Le lendemain samedi 23 août, les jardins de William Christie ouvrent en tout début d’après-midi avec les traditionnelles activités proposées aux visiteurs, pour mieux se mettre en jambes, en voix et en écoute de tous ses sens : au choix, visite guidée du jardin, ateliers participatifs de chant ou de danse. Puis, ce sont les charmantes pastilles musicales où les festivaliers doivent choisir l’un des coins du jardin pour y écouter, toutes les demi-heures, un mini programme introduit par des membres des Arts florissants ou des étudiants de la prestigieuse Juilliard School. L’occasion d’entendre notamment des compositions bucoliques et jazzy interprétées voire improvisées par le duo de copains composé par Thomas Dunford au luth et Douglas Balliett à la contrebasse. Le programme, intitulé « Under Bill Christie’s tree » (un saule pleureur à côté du petit pont chinois), se veut complété par un mantra que les compères oublient de chanter. Qu’à cela ne tienne, il suffit de solliciter Thomas Dunford croisé au stand de dégustation de liqueurs (dont un gin à l’effigie des Jardins), pour qu’il récite le mantra, les yeux dans les yeux. C’est aussi cela, la caractéristique de ce festival : la proximité des artistes et leur disponibilité. Autre moment savoureux, la découverte d’un extrait de la cantate Orphée descendant aux Enfers de Charpentier, interprétée dans la Pinède par le haute-contre Richard Pittsinger, dont on découvre avec bonheur le timbre superbe et le sens inné de la caractérisation, tout en admirant son remarquable légato et la richesse de ses harmoniques. Vient ensuite le moment d’écouter près de l’arche Hubert Robert une suite pour violoncelle de Bach tirée au sort et superbement restituée par Cyril Poulet. En fin d’après-midi, tout le monde se retrouve en face des terrasses, à l’arrière de la demeure de William Christie, à l’occasion d’une carte blanche confiée à la gambiste Myriam Rignol, pour un portrait de Charpentier enrichi d’amusantes compositions de Douglas Balliett, déjà entendu plus tôt.

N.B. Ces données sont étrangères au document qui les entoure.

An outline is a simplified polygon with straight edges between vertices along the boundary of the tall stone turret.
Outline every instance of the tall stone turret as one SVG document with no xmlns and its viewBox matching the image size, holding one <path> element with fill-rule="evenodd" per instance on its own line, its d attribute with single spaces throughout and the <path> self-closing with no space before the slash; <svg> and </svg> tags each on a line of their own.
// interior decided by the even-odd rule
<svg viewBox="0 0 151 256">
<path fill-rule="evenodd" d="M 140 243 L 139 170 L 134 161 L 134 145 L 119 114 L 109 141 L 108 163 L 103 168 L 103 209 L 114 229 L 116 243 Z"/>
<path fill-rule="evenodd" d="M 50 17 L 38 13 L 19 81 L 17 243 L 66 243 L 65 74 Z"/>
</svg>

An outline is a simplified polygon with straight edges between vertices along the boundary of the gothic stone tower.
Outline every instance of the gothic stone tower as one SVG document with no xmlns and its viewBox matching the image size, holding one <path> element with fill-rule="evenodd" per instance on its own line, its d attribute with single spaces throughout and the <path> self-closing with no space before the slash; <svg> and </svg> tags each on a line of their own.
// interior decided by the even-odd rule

En tout début de soirée, c’est à un double programme que l’on assiste avec deux courtes pièces, à commencer par les Arts Florissants de Marc-Antoine Charpentier, rarement proposés au public, dont on comprend bien qu’ils aient pu être choisis en cette année qui marque la fin des célébrations des quatre-vingts ans de William Christie et rappelle l’œuvre qui a donné son nom à son illustre ensemble. La scène flottante du Miroir d’eau accueille l’ensemble instrumental des Arts Florissants et les jeunes lauréats de la 12e édition du Jardin des Voix, sous la direction de William Christie, installé au clavecin et à l’orgue du continuo.

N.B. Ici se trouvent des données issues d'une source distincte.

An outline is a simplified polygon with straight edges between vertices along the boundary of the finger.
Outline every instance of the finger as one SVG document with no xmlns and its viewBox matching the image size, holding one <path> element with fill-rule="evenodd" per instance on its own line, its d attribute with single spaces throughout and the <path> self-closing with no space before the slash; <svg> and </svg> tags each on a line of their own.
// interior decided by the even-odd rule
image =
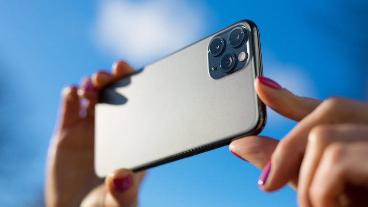
<svg viewBox="0 0 368 207">
<path fill-rule="evenodd" d="M 82 79 L 81 87 L 78 90 L 80 97 L 80 117 L 93 118 L 95 116 L 95 105 L 98 101 L 98 90 L 92 83 L 90 77 Z"/>
<path fill-rule="evenodd" d="M 138 188 L 144 173 L 134 174 L 130 170 L 120 169 L 113 172 L 105 180 L 107 189 L 105 205 L 136 206 Z"/>
<path fill-rule="evenodd" d="M 249 136 L 230 144 L 230 151 L 258 168 L 262 169 L 269 160 L 279 141 L 263 136 Z"/>
<path fill-rule="evenodd" d="M 249 136 L 233 141 L 229 149 L 236 156 L 263 169 L 278 143 L 278 140 L 267 136 Z M 296 189 L 297 175 L 291 179 L 289 184 Z"/>
<path fill-rule="evenodd" d="M 111 68 L 112 75 L 115 79 L 118 79 L 124 76 L 126 76 L 135 71 L 126 62 L 123 61 L 118 61 L 112 64 Z"/>
<path fill-rule="evenodd" d="M 65 87 L 61 93 L 60 129 L 72 125 L 79 119 L 79 98 L 78 86 Z"/>
<path fill-rule="evenodd" d="M 99 71 L 91 76 L 91 81 L 98 90 L 103 88 L 113 81 L 112 75 L 107 71 Z"/>
<path fill-rule="evenodd" d="M 308 133 L 314 126 L 349 122 L 368 122 L 368 105 L 341 98 L 324 101 L 280 141 L 261 188 L 267 191 L 279 189 L 298 173 Z"/>
<path fill-rule="evenodd" d="M 349 124 L 320 125 L 313 128 L 308 135 L 298 182 L 298 202 L 301 206 L 310 206 L 309 190 L 326 148 L 337 142 L 368 141 L 368 127 Z"/>
<path fill-rule="evenodd" d="M 280 114 L 295 121 L 302 120 L 321 103 L 319 100 L 295 96 L 264 77 L 257 76 L 255 87 L 263 103 Z"/>
<path fill-rule="evenodd" d="M 366 157 L 367 142 L 329 145 L 322 156 L 310 189 L 313 206 L 367 206 Z M 354 195 L 347 195 L 348 192 L 344 190 L 351 185 L 360 187 L 361 190 Z M 355 200 L 356 198 L 359 200 Z"/>
</svg>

Malheureusement, la soprano – ou plutôt le dessus – Sydney Frodsham, blessée, ne peut pas interpréter ses rôles, en partie dansés. Elle est remplacée par deux de ses camarades de promotion mais est présente à l’arrière de la scène, assise, où elle appuie les chœurs. Dans une belle chorégraphie de Martin Chaix très inspirée de celle, absolument mémorable et inoubliable, de Mourad Merzouki en 2023 pour The Fairy Queen, la mise en espace de Marie Lambert-Le Bihan et Stéphane Facco permet de valoriser l’allégorie ou idylle en musique composée pour la duchesse de Guise, cousine de Louis XIV, suivi de l’opéra inachevé La Descente d’Orphée aux Enfers, tous deux composés par Charpentier, apprécié du roi mais relégué dans l’ombre de Lully. Quelques accessoires et des costumes fluides et simples suffisent à magnifier les œuvres, délicats bijoux musicaux trop peu donnés à entendre. Danseurs et chanteurs se meuvent ensemble et tous évoluent avec grâce et spontanéité dans une harmonie empreinte de féerie.
Dans les Arts florissants, Musique (Camille Chopin, timbre fruité pour une présence majestueuse et radieuse), Peinture (le haute-contre Richard Pittsinger, épatant de naturel et de prestance), Poésie (Sarah Fleiss, virevoltante et impeccablement caractérisée) et Architecture (Tanaquil Ollivier, délicieuse de fraîcheur et de vivacité) se confrontent à la Discorde (Olivier Bergeron, vil et retors à souhait dans son rôle fourbe puis somptueusement radieux en Apollon), à la Guerre (la remarquable basse Kevin Arboleda-Oquendo) et à la Paix (formidable Josipa Bilić), rendant hommage à Louis XIV, garant de l’harmonie en idéal protecteur des arts. Si les chanteurs et le plateau sont légèrement sonorisés, l’effet produit est satisfaisant, fort naturel au demeurant. Les musiciens des Arts florissants, sous la direction discrète, sobre et précise de William Christie, sont impeccables, comme à leur habitude.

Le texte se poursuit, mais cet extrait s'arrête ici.